Sheikh Naim Qassem, líder do Hezbollah, em foto oficial com bandeiras do movimento ao fundo. (Foto: en.mehrnews.com)

O secretário-geral do Hezbollah do Líbano, Sheikh Naim Qassem, enviou mensagem contundente à segunda conferência internacional Ghadir e Resistência, realizada em Mashhad, na República Islâmica do Irã. Suas palavras, lidas pelo representante do movimento, Hojjatoleslam Sheikh Moeen Daqiq, denunciaram o que chamou de monstro agressor israelense, apoiado pelo Taghut americano, responsável por matar crianças, mulheres e homens, destruir casas e fazendas e deslocar populações inteiras de suas terras.

De acordo com a Mehr News, a mensagem destacou que esta é a mais feroz confrontação desde o estabelecimento da Resistência Islâmica, um embate direto contra um inimigo que opera com as mais avançadas armas terrestres, marítimas e aéreas. O líder libanês ressaltou que tais armamentos são fornecidos diariamente pelos Estados Unidos, com aeronaves carregadas de munições e equipamentos militares.

Qassem detalhou a escala do horror perpetrado pelos sionistas em Gaza, onde milhares de pessoas foram martirizadas, e no Líbano, que já contabiliza centenas de mártires. Em meio à dor, recordou a perda de figuras centrais da resistência, como o mártir Sayyid Hassan Nasrallah, Sayyid Hashem Safi al-Din e diversos comandantes, cujos sacrifícios, segundo ele, não abalaram a firmeza do movimento.
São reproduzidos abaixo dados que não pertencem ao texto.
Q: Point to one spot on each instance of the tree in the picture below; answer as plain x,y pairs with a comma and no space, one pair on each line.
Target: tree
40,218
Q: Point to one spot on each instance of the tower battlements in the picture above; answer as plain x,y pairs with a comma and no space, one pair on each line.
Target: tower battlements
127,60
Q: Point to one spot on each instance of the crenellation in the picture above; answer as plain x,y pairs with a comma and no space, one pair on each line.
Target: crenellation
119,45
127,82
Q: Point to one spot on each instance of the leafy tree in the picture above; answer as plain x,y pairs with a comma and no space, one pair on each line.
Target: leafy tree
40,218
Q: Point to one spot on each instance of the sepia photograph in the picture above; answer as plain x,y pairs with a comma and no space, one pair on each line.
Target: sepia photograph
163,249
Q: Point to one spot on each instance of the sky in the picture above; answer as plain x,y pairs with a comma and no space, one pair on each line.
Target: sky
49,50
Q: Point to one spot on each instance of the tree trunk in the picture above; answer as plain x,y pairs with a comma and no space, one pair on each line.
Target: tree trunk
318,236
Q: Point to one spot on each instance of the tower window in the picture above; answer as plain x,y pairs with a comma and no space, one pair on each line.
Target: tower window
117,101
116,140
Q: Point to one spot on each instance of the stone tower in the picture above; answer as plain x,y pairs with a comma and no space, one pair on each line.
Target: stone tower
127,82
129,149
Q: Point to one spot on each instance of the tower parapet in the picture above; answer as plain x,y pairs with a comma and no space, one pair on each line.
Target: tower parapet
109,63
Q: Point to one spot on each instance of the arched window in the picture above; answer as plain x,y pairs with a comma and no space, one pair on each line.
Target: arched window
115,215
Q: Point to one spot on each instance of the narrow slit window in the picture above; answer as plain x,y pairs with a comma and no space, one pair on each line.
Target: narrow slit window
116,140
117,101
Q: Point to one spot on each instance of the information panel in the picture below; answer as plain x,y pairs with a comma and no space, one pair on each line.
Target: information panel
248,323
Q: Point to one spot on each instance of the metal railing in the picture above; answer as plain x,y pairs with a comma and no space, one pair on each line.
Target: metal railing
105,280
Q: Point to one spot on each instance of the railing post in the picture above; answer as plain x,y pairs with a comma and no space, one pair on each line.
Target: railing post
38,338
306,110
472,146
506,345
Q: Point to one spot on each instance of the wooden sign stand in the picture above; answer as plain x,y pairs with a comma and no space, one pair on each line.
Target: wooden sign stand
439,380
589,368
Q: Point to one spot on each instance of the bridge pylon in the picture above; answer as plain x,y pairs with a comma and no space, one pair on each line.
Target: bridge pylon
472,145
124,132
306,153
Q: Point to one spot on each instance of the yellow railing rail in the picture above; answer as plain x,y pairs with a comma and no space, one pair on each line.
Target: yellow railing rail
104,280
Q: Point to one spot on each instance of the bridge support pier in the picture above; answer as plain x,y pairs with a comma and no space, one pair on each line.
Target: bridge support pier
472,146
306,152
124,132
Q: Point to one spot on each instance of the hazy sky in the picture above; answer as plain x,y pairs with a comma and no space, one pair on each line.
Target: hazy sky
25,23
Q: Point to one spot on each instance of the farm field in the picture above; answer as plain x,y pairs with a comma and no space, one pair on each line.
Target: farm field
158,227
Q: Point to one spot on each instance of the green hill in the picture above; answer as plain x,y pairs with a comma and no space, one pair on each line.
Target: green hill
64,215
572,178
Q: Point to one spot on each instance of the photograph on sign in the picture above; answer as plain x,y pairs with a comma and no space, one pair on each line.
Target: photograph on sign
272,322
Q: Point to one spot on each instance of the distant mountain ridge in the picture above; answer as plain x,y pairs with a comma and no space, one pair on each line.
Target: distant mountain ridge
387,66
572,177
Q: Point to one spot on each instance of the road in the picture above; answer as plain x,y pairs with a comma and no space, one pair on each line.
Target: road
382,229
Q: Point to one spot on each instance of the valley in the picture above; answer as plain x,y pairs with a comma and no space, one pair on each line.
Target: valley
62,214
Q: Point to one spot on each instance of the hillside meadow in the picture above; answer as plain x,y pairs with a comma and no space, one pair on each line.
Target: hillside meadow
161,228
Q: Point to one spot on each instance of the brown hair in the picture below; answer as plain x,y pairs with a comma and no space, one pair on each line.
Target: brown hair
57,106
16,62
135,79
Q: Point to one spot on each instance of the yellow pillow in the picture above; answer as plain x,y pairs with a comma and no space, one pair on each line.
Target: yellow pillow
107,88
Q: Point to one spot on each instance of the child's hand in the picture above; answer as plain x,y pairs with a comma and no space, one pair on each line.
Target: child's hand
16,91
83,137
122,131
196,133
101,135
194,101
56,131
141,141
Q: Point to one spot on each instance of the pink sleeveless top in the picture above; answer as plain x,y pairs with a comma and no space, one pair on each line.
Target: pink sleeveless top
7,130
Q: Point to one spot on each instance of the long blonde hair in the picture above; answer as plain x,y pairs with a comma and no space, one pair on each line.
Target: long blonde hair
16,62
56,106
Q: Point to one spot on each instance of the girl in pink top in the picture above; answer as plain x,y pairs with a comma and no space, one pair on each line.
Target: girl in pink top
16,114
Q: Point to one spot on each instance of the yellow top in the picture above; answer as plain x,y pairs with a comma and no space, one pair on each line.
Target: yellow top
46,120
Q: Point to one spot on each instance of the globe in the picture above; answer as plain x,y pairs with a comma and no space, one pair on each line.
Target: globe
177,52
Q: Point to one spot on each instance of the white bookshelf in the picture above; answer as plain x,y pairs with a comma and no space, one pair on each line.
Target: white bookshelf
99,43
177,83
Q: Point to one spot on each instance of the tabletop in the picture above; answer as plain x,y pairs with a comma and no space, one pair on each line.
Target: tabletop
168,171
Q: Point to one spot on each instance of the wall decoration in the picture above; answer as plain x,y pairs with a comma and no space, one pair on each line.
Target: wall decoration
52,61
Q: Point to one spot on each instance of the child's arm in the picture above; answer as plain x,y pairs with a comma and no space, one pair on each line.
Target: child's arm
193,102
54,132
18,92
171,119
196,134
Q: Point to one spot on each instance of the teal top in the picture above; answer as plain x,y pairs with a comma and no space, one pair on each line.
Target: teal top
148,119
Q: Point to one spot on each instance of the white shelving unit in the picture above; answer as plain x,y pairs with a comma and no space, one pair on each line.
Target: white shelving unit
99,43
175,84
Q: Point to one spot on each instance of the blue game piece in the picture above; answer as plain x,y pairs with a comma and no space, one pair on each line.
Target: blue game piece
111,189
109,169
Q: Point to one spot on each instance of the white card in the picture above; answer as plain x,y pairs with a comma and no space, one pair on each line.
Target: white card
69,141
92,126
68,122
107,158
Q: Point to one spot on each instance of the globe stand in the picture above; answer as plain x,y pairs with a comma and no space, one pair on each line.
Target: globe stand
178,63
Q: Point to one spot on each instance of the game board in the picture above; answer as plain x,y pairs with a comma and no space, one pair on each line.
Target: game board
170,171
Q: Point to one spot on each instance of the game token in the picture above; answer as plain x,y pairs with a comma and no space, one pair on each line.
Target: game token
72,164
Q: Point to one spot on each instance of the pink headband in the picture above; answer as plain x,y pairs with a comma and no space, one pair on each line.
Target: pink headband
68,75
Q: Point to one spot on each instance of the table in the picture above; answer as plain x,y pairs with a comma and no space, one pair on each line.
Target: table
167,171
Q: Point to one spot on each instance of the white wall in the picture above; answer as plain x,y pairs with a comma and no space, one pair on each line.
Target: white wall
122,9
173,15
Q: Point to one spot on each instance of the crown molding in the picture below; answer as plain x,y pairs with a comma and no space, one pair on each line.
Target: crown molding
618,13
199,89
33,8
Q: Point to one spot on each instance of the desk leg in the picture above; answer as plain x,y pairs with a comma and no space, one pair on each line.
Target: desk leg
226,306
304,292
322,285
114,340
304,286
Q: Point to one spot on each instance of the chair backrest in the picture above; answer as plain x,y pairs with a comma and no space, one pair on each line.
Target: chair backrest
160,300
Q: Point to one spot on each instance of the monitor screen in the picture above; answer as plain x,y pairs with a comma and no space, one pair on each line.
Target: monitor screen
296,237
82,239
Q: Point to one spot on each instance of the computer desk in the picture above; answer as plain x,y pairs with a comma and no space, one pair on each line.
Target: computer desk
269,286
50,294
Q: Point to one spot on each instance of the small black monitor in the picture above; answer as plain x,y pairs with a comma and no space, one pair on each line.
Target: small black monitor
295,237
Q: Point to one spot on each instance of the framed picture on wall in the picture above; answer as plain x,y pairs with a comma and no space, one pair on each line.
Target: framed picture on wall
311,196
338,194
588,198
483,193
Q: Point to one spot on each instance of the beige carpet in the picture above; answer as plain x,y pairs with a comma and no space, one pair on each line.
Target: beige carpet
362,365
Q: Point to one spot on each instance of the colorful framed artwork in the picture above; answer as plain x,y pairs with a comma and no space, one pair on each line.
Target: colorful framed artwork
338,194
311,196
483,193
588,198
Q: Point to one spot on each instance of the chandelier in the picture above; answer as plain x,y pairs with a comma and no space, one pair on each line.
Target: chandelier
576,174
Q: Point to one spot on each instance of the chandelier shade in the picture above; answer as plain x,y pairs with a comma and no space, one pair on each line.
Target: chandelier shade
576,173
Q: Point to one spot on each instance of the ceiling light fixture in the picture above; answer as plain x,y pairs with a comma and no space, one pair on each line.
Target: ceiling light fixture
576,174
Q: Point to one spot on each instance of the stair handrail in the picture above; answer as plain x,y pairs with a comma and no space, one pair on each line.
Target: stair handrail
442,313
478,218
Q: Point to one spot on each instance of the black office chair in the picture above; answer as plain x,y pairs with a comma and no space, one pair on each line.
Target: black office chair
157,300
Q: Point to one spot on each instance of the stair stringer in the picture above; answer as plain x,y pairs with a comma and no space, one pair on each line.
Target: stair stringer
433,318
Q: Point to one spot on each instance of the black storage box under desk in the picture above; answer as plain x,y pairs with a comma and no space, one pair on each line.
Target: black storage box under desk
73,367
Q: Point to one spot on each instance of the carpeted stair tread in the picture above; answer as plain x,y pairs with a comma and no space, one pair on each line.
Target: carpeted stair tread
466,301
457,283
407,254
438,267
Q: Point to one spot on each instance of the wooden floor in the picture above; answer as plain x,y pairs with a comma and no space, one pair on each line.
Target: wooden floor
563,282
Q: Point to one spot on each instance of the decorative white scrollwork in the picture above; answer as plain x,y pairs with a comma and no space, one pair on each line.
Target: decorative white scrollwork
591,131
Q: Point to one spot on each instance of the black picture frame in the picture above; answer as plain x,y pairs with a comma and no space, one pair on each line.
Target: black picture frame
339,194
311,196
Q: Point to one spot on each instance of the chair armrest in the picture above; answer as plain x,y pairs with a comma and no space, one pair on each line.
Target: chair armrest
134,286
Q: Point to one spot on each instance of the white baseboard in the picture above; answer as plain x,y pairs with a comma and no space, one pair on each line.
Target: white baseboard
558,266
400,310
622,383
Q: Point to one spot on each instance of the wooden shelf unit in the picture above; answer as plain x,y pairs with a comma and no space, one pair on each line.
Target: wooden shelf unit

O secretário-geral do Hezbollah sublinhou a desigualdade de forças no campo de batalha, mencionando que os jovens da Resistência Islâmica Libanesa enfrentaram mais de 90 mil soldados e oficiais do exército israelense. A superioridade tecnológica do ocupante foi contraposta pela determinação inabalável de quem luta em legítima defesa de seu povo e território.

Na mensagem, Qassem jurou que o Hezbollah seguirá o caminho indicado por Ghadir e pelo Imam Ali, independentemente do custo, e repreendeu aqueles que permanecem em silêncio ou se alinham aos opressores. A declaração reforça a aliança entre a resistência libanesa e a República Islâmica do Irã em um momento de crescentes tensões no Oriente Médio.

A conferência, que celebra o evento de Ghadir Khumm — central na tradição xiita —, tornou-se palco para a reafirmação da luta contra a ocupação e o imperialismo. O tom da mensagem ecoou o legado do comandante mártir que liderou o Hezbollah por décadas, elevando o moral dos apoiadores da causa palestina e libanesa.